Unam’s Gender Pay Gap In 2019

16 minute read

Published:

UNAM’s faculty gender pay gap in the year 2019

The gender wage gap is the average difference in income between men and women. According to the Organisation for Economic Cooperation and Development, in 2018 the gender wage gap was 13.5% globally and 14% in Mexico 1. The reasons behind the wage gap include discrimination, occupational segregation and gender roles established by society. Research studies have estimated that gender wage gaps may not disappear before 2109 2.

The National Autonomous University of Mexico (UNAM, for its acronym in Spanish) is one of the biggest universities in Latin America. More than 10,000 researchers work in UNAM’s laboratories. Because UNAM is funded by taxpayers, the University is required to release all information about contracts and wages of each faculty member. These data are available in the UNAM’s transparency website.

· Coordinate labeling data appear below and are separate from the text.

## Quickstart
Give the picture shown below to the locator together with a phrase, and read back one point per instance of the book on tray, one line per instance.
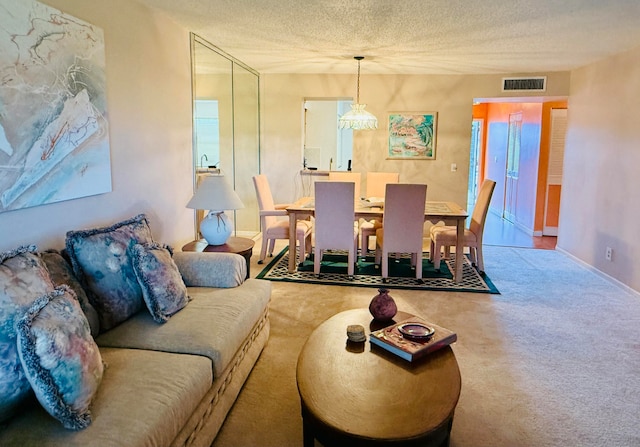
(412, 338)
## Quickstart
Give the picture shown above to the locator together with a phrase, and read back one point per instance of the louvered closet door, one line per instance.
(554, 176)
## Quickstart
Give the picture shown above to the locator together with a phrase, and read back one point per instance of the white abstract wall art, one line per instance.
(54, 133)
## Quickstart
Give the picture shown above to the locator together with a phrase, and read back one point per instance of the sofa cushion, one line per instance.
(23, 278)
(59, 356)
(101, 260)
(145, 399)
(214, 324)
(163, 289)
(61, 273)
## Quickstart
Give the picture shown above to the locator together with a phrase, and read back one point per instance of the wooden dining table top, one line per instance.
(433, 210)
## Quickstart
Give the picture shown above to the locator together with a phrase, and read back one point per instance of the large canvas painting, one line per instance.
(54, 136)
(412, 135)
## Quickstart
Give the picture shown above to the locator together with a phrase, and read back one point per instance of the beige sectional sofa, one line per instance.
(168, 384)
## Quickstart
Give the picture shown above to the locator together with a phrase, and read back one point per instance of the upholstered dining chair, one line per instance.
(347, 176)
(376, 186)
(274, 227)
(334, 225)
(445, 236)
(402, 225)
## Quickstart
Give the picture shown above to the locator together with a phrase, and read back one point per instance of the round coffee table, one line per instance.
(239, 245)
(358, 394)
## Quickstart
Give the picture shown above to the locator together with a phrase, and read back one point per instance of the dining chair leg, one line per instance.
(351, 259)
(385, 266)
(479, 259)
(436, 255)
(272, 244)
(263, 250)
(317, 257)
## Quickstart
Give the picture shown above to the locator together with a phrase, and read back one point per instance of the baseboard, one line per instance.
(600, 273)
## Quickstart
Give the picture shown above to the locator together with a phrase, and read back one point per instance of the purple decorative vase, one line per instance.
(382, 306)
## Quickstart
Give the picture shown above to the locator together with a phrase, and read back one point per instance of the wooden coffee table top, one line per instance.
(374, 394)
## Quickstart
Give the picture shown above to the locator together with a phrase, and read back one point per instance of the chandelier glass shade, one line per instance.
(358, 118)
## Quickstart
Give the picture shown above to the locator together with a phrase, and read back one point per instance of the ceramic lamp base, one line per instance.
(216, 228)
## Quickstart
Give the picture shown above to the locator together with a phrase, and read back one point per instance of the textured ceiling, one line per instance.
(412, 36)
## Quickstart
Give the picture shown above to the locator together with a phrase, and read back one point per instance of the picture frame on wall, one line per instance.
(412, 135)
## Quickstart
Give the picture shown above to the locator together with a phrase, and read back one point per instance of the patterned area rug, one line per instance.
(333, 271)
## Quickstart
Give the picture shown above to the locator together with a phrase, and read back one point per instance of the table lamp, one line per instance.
(215, 194)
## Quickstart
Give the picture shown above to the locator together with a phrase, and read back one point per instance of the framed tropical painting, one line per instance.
(412, 135)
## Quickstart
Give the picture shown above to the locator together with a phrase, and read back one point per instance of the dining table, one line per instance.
(434, 211)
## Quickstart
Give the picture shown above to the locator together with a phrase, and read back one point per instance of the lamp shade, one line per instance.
(215, 193)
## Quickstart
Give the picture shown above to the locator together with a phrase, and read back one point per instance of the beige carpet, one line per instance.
(552, 361)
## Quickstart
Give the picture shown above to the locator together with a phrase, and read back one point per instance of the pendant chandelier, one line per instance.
(358, 118)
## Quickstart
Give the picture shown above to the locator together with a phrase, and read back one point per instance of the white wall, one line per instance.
(600, 204)
(149, 111)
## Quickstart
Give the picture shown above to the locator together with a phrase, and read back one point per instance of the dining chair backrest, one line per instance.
(481, 208)
(265, 199)
(334, 214)
(347, 176)
(377, 182)
(403, 218)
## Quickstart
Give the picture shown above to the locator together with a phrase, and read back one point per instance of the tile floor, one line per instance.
(498, 231)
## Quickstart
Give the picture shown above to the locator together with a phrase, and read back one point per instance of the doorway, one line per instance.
(511, 143)
(512, 173)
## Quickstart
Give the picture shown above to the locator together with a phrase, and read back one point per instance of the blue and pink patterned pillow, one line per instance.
(59, 356)
(61, 273)
(101, 260)
(23, 278)
(163, 289)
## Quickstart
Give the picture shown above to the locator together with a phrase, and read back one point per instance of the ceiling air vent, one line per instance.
(533, 84)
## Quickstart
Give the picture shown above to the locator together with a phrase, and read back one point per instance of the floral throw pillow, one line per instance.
(23, 278)
(101, 260)
(61, 273)
(60, 358)
(163, 289)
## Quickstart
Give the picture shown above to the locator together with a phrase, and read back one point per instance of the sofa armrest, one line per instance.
(200, 269)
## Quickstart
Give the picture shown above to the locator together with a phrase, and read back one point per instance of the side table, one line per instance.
(239, 245)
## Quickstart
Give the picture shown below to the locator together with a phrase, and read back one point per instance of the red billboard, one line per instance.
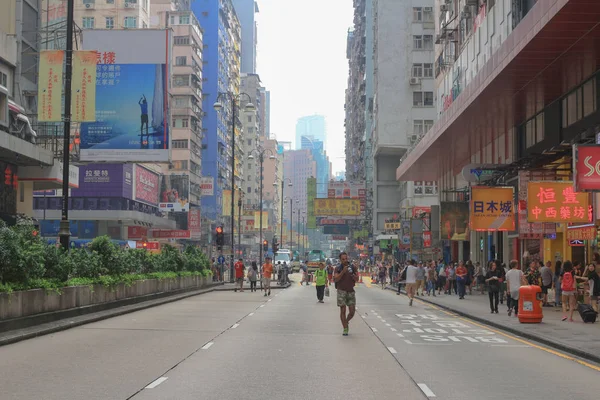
(586, 167)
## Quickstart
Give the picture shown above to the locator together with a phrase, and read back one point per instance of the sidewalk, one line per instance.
(575, 337)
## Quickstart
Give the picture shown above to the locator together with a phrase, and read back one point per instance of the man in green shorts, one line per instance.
(345, 278)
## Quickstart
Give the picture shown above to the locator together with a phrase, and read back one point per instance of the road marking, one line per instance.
(426, 390)
(157, 382)
(517, 339)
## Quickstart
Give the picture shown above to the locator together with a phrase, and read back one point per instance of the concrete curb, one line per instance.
(62, 324)
(540, 339)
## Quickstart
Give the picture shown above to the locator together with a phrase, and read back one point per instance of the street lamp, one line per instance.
(261, 160)
(218, 106)
(281, 211)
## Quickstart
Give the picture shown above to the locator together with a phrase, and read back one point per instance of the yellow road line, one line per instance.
(537, 346)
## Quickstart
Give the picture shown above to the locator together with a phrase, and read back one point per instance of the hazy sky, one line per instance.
(302, 61)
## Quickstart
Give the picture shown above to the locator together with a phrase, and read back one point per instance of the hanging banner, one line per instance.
(265, 219)
(83, 87)
(553, 201)
(50, 85)
(311, 194)
(492, 209)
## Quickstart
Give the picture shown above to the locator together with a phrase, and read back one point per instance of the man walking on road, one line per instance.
(345, 278)
(267, 274)
(321, 282)
(239, 274)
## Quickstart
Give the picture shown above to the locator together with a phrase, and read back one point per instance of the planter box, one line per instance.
(38, 301)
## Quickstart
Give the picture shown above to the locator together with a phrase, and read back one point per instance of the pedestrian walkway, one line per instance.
(574, 337)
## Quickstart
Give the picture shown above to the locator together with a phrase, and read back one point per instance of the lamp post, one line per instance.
(218, 106)
(281, 211)
(261, 160)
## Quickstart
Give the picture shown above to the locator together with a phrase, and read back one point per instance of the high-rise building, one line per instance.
(221, 74)
(404, 108)
(313, 127)
(246, 11)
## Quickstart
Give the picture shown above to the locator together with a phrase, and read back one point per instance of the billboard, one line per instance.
(492, 208)
(586, 167)
(106, 180)
(174, 193)
(556, 201)
(207, 186)
(455, 220)
(311, 194)
(50, 85)
(132, 114)
(83, 87)
(337, 207)
(146, 186)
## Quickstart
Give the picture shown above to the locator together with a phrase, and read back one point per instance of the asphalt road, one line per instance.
(226, 345)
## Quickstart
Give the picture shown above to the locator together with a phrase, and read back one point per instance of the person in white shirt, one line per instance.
(411, 281)
(514, 280)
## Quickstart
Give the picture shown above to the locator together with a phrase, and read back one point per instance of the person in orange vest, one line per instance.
(239, 274)
(267, 274)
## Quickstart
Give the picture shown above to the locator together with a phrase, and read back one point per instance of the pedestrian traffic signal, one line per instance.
(220, 238)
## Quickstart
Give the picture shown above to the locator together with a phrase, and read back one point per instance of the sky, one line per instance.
(302, 60)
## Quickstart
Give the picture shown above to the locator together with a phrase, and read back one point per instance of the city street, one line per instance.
(226, 345)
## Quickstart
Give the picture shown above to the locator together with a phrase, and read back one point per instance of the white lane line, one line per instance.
(157, 382)
(426, 390)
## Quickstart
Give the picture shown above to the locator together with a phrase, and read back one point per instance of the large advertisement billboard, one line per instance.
(106, 180)
(175, 193)
(132, 82)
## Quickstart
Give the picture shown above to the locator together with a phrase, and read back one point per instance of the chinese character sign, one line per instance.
(549, 201)
(83, 89)
(492, 208)
(50, 86)
(337, 207)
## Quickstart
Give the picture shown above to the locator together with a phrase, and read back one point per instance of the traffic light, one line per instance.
(220, 238)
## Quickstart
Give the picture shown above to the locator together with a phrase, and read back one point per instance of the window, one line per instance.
(428, 42)
(417, 14)
(180, 144)
(418, 42)
(181, 40)
(428, 70)
(88, 23)
(428, 100)
(417, 70)
(130, 22)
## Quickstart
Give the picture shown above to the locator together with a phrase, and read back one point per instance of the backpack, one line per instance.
(567, 284)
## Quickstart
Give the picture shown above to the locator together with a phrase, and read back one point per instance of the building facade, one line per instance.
(221, 74)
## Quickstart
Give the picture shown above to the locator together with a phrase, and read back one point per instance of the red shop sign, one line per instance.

The current blog post describes a documented data analysis that addresses the question: Is UNAM paying its male and female faculty equally? The code to reproduce this analysis can be found in my Github account.

UNAM’s wages data

All UNAM’s wage data is publicly available. I downloaded the data corresponding to the year 2019 and saved them as tab-separated file. I did some additional data wrangling to remove non-ASCII characters and have nicer column names.

library(magrittr)

###perl -pi -e 's/[^[:ascii:]]//g' UNAM_Remuneracion-profesores_2019-09-11_21.41.55.txt 
payData <- read.delim("UNAM_Remuneracion-profesores_2019-09-11_21.41.55.txt")
payData <- payData[,vapply( payData, function(x){length(unique(x))}, numeric(1)) > 1]
payData <- payData %>%
  dplyr::rename( 
    unidad_academica=`Unidad.acadmica`, 
    nombre=`Nombre.completo.del.profesor.a`,
    apellido_paterno=`Primer.apellido.del.profesor.a`,
    apellido_materno=`Segundo.apellido.del.profesor.a`,
    contrato=`Tipo.o.nivel.de.contratacin`,
    pago_bruto=`Remuneracin.bruta`,
    pago_neto=`Remuneracin.neta`,
    estimulos=`Estmulos.correspondientes.a.los.niveles.de.contratacin`,
    pago_total=`Monto.total.percibido`)

payData <- payData %>%
  dplyr::mutate_at( 
    c("pago_bruto", "pago_neto", "pago_total"), 
    function(x){as.numeric(gsub("\\$|,", "", as.character(x)))})
payData$id <- sprintf("investigador%0.9d", seq_len(nrow(payData)))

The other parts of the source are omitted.